What would the bill actually do if it moved? It would chill. Not necessarily because it convictingly catches genuine rackets, but because risk-averse donors, nonprofits, and payment processors read the room and back away. Lawyers would start marking up grant agreements like they’re hazardous material. Advocacy groups would spend their spring fundraising on motions and affidavits. You don’t have to win the legal fight to win the month. Process is the punishment.

And yet, there’s a real problem tucked inside the theatrics: opacity in money flows corroding civic trust. Anonymous pass-throughs, pop-up entities, disclosure dodges—the swamp is bipartisan. The honest remedy is boring and hard: tighter, symmetrical disclosure rules; faster reporting windows; fewer Swiss-cheese exceptions; real enforcement with neutral teeth. It’s not TV-segment stuff. It’s committee-hearing grind. But it survives court and cleans actual pipes.

Let’s pause on the “foreign-influenced” flourish. It’s a great sound bite—just vague enough to scandalize and broad enough to dodge a fact check on live TV. If the concern is money controlled by foreign nationals reaching U.S. political activity, we already regulate that. If the concern is Americans funding ideas with global networks attached, that’s called the modern world. The internet flattened borders; the First Amendment didn’t crumble in response.

Legal scholars aren’t exactly mincing words here. To extend RICO into the zone of political funding, prosecutors would have to prove not only transfers and coordination but underlying crimes—plus intent tethered to those crimes, not to disliked outcomes. Judges will ask the simple, fatal questions: What are the predicates? Where’s the enterprise? How do you avoid viewpoint discrimination? And why do your remedies look like prior restraint when the target activity is expressive?

Strip out the theatrics and you’re left with a choice about tools. Use a sledgehammer and you’ll shatter more than the intended target, and the shards will cut whichever side holds power next. Use a scalpel—disclosure, auditing, targeted criminal enforcement when warranted—and you can hit actual misconduct without criminalizing association. If the principle you’re sold only applies to the people you already can’t stand, it’s not a principle. It’s a tactic.

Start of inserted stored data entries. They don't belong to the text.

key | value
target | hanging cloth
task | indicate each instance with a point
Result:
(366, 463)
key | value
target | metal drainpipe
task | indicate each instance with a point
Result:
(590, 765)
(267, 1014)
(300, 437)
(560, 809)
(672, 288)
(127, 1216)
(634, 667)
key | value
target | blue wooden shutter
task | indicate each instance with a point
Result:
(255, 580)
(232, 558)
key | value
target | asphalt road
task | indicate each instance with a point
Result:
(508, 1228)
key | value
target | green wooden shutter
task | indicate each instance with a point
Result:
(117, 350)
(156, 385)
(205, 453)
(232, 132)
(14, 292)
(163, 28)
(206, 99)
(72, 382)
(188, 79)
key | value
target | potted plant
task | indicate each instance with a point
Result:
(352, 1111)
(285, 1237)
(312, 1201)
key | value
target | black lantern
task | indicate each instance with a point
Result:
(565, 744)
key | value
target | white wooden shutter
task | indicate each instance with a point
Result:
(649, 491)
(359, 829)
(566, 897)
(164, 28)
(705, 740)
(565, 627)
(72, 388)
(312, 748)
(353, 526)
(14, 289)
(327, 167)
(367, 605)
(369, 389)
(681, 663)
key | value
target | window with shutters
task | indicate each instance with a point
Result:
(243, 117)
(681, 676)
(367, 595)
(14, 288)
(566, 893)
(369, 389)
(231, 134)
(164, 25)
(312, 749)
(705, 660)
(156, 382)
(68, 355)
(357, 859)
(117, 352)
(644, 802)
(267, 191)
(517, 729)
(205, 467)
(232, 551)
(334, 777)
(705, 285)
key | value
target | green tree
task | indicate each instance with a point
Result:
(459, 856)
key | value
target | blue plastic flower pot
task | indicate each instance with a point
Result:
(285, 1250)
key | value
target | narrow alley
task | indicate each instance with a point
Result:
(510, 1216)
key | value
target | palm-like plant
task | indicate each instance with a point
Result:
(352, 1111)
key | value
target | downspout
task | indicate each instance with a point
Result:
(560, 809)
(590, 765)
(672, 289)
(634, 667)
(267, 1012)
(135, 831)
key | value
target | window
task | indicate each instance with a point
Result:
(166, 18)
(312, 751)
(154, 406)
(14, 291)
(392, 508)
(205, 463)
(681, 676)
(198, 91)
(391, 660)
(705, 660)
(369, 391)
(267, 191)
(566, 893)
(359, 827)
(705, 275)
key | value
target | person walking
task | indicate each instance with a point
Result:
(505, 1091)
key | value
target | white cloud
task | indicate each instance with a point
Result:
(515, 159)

One more inconvenient note: “Soros” functions less as a man than a metonym—a catch-all for progressive infrastructure. That makes him a handy character in narratives that need a villain and a checkbook. But policy written to tackle a symbol tends to age like milk. The courts don’t litigate archetypes. They litigate statutes.

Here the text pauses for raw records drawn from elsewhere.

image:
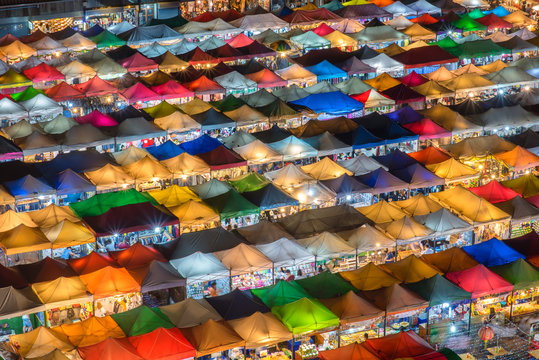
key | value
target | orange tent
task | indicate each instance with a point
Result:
(110, 281)
(91, 331)
(110, 349)
(136, 256)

So where does this go? Through the predictable cycle. The bill—maybe notched, maybe rebranded—enters a committee, raises money while raising blood pressure, and hits a constitutional buzzsaw if it gets too close to law. Supporters will claim deterrence is victory. Opponents will claim the First Amendment dodged a bullet. The rest of the country will remember, faintly, that someone promised to fix “dark money” and suspect, correctly, that nothing structural changed.

If lawmakers are serious, there’s a sane path:
– Mandate near-real-time disclosure for large contributions to politically active nonprofits and their affiliates, left and right, no carve-outs.
– Harmonize definitions of “political activity” so regulators can’t be gamed by creative accountants.
– Create expedited judicial review for any pretrial financial restraint touching expressive associations, with a clear predicate-crime threshold.
– Fund the watchdogs to actually do the watching—symmetrically.

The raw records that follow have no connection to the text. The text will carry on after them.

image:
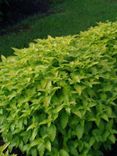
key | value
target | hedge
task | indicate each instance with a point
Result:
(58, 97)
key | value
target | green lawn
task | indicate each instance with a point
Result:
(70, 17)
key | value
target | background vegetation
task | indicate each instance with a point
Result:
(64, 18)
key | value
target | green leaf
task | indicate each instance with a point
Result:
(48, 146)
(64, 119)
(112, 138)
(63, 153)
(51, 132)
(79, 131)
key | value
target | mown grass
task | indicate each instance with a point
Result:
(70, 17)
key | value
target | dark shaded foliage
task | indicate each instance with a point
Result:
(13, 10)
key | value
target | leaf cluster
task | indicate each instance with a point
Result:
(59, 96)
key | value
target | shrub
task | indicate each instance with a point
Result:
(4, 151)
(59, 96)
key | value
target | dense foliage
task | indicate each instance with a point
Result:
(59, 96)
(11, 8)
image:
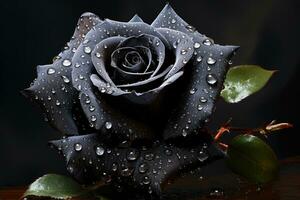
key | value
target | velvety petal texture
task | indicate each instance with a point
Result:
(90, 159)
(134, 100)
(209, 67)
(53, 89)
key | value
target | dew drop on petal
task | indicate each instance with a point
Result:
(211, 61)
(190, 28)
(132, 155)
(203, 100)
(184, 133)
(102, 90)
(199, 59)
(87, 50)
(50, 71)
(57, 103)
(183, 51)
(211, 79)
(108, 125)
(149, 156)
(91, 108)
(93, 118)
(98, 55)
(143, 168)
(199, 107)
(114, 167)
(207, 42)
(65, 79)
(146, 180)
(193, 90)
(67, 63)
(168, 152)
(77, 147)
(99, 150)
(196, 45)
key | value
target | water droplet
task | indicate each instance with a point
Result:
(146, 180)
(216, 193)
(132, 155)
(98, 55)
(114, 167)
(203, 100)
(175, 44)
(77, 147)
(143, 168)
(87, 50)
(65, 79)
(126, 171)
(67, 63)
(85, 41)
(211, 61)
(207, 42)
(56, 58)
(196, 45)
(190, 28)
(91, 108)
(108, 125)
(199, 59)
(199, 107)
(193, 90)
(57, 103)
(99, 150)
(50, 71)
(183, 51)
(202, 156)
(168, 152)
(87, 100)
(149, 156)
(184, 133)
(102, 90)
(211, 79)
(93, 118)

None of that will set a chyron on fire. All of it would do more good than a RICO cosplay strut down cable’s main street.

The uncomfortable truth is that money will always look louder when it funds movements you don’t like. Democracy absorbs that noise by protecting the right to advocate and punishing crimes, not causes. We can draw brighter lines around money without dimming the lamp over speech. But that takes the kind of legislative patience TV has trained us to forget.

Until then, expect more bills that sound like justice and read like a dare to the courts. The spectacle will be brisk, the arguments heated, the outcomes familiar. And somewhere inside the dust cloud, the First Amendment—battered, stubborn—will keep insisting on the same old discipline: prove the crime, not the politics.